While she is reportedly earning a lot less—initially anyway—at NBC, some staffers worry that the expense of her salary is bound to have a belt-tightening effect on news division budgets.
“I can understand why Andy went for the bright shiny object,” said one. But if Lack sought to inflict damage on two of MSNBC’s rivals by (in the case of one) stealing one of Fox News’s biggest stars, and (in the case of the other), depriving CNN of Kelly’s services, that strategy hasn’t borne fruit. In the Age of Trump, Kelly’s 9 p.m. replacement, Tucker Carlson, has actually improved on her ratings; CNN, like other news outlets, is also thriving in the first weeks of the Trump administration.

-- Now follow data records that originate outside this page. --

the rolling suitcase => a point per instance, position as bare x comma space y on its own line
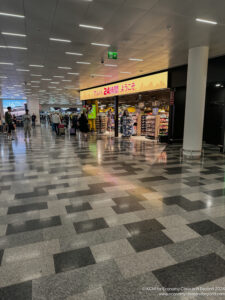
61, 129
72, 131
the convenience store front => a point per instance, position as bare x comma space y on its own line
146, 100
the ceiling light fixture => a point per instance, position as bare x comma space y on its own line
206, 21
36, 66
125, 72
100, 45
11, 15
22, 70
3, 63
13, 47
136, 59
91, 27
109, 65
99, 75
65, 68
83, 63
60, 40
14, 34
74, 53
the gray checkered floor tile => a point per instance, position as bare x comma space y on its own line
108, 219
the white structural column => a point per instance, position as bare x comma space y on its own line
34, 107
1, 109
195, 101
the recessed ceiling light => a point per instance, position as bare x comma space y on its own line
14, 34
77, 74
109, 65
65, 68
91, 27
60, 40
100, 45
3, 63
22, 70
11, 15
206, 21
136, 59
125, 72
74, 53
83, 63
36, 66
13, 47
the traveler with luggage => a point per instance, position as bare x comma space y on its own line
55, 123
27, 125
83, 125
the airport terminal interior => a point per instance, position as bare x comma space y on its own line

As for the confidential sources behind Page Six’s reporting, conspiracy theories abound. “Whose agendas are playing out that are creating all this heat and light?” asked a bystander in the drama.
The New York Post, of course, is owned by Rupert Murdoch, who might delight in causing a bit of mischief for his supposedly ungrateful star.
Folks at Fox News—where Kelly’s program was sandwiched between two rivals and occasional critics, Bill O’Reilly and Sean Hannity—might also be enjoying the spectacle. And ABC News, where Kelly reportedly had serious discussions about joining Good Morning America, would take obvious pleasure in dinging the Today show.
Perhaps the most intriguing theory is that a 76-year-old unemployed man living in the wilds of Westchester County, a man with a taste for vengeance and a lot of time on his hands, might be stoking the harmful gossip.
But Roger Ailes wouldn’t do that, would he?